Monday, October 12, 2020

I once tried a murder case four times. Three hung juries. I never tried the same case twice. I switched up the order of things, added a minor witness here, dropped a minor witness there, but the result three times was a hung jury. I decided for round four I had to go bold. I dropped the witness who had been the focal point of the first three trials and gave a vanilla opening statement to the jury that did not tip my hand to opposing counsel, ever since a good friend. He gave the same opening, mentioning the witness by name for a fourth time. Well into the trial, maybe at first judgment of acquittal, my friend sputtered and stammered to the judge finally outing with, "Your Honor, Mr. Harris is a very strategic litigator." The jury convicted on all counts.

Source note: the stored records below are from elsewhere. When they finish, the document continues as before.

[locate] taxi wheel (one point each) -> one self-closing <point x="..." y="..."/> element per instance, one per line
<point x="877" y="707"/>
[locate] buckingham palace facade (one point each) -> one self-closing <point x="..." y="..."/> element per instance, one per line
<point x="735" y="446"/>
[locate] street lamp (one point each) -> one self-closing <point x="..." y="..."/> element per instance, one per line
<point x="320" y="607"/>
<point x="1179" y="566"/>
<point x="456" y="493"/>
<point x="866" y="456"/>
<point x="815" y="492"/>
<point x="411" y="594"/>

As in criminal jury trials the head coach of a basketball team has a finite universe of personnel upon which to draw. In neither vocation can the head man call up central casting and insert some new witness into the lineup from parts unknown. In both, all of the players are known to the other side.

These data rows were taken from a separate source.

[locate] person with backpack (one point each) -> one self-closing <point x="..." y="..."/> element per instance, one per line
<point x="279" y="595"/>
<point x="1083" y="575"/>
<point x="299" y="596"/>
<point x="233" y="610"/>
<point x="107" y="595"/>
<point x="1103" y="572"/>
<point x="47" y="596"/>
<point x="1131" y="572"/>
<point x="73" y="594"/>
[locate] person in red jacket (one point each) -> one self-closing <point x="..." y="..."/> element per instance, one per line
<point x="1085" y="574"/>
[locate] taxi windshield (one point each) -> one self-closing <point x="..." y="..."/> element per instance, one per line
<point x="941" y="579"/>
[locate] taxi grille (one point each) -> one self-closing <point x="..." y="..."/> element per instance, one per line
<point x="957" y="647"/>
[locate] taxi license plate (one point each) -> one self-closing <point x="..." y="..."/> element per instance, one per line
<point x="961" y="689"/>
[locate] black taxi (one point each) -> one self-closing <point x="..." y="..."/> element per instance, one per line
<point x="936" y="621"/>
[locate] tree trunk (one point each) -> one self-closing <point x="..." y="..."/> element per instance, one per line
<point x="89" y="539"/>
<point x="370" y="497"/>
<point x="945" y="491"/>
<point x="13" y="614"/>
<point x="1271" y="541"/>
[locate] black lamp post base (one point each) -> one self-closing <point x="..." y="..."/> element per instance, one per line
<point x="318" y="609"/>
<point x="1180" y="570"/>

All of which makes what "Lakers" head coach Frank Vogel did not once but twice in The NBA Finals so boldly strategic. Assigning Anthony Davis to guard Jimmy Butler in Game 4 contained Jimmy and won the game for the "Lakers." But Vogel's insertion of small man Alex Caruso into the lineup in Game 6 for big man Dwight Howard completely changed the way the game had been played the previous five times: set offenses, set defenses, a deliberate place--dance with who brung ya. With Caruso, Vogel turned the dance into a relay race, a scripted classical score into jazz improvisation. Erik Spoelstra was overwhelmed and could never adjust. 

Perhaps Spoelstra did not have the personnel to match up-tempo. Perhaps. Jimmy Butler prefers a half-court game where he can penetrate the lane, get a bucket, or, as frequently, draw a foul. Miami had only a sorrowfully slowed Goran Dragic to spell Jimmy at point guard. Bam Adebayo is very young, very athletic, very quick, very active, a good passer and a big with a creditable mid-range shot. But to be peak impactful Bam has to have time to get from under one basket to under another. What Vogel did with his small, quick lineup was run right by Bam and the rest of the "Heat" defenders before they could get set.

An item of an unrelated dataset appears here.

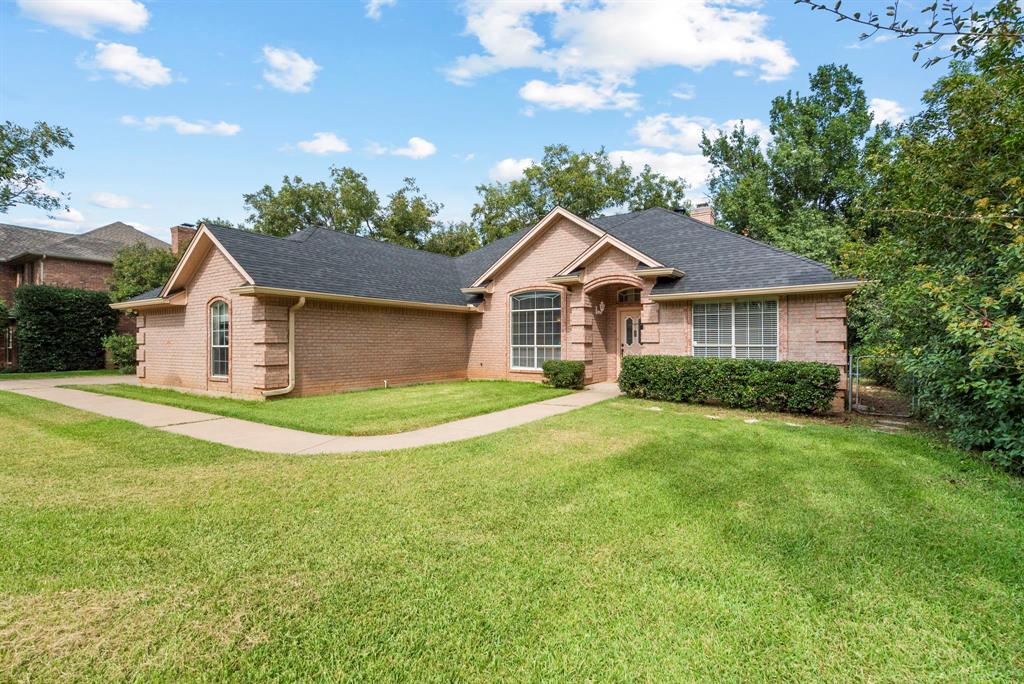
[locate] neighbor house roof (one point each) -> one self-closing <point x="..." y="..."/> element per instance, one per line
<point x="99" y="245"/>
<point x="318" y="260"/>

Spoelstra had Myers Leonard, Kendrick Nunn, Tyler Herro, and Duncan Robinson to call upon. You want to play pinball, we can play pinball. However, this was not your grandfather's "Laker" D last night: slow to rotate, too slow to stop Jimmy's blow-by drives, a defense under constant stress. Last night the "Lakers" rotated on defense at pace with their offense. They were on Miami's players like glue--the defense stressing the offense.

The "Lakers" stepped up their intensity and the "Heat" didn't have that extra overdrive gear to counter. Nothing Erik Spoelstra could do about that. But Frank Vogel had fundamentally changed the game also and it was the second game in six total that Spoelstra could not answer. Perhaps because he could not with the personnel he had. Perhaps because Vogel simply out-coached Spoelstra in this Finals.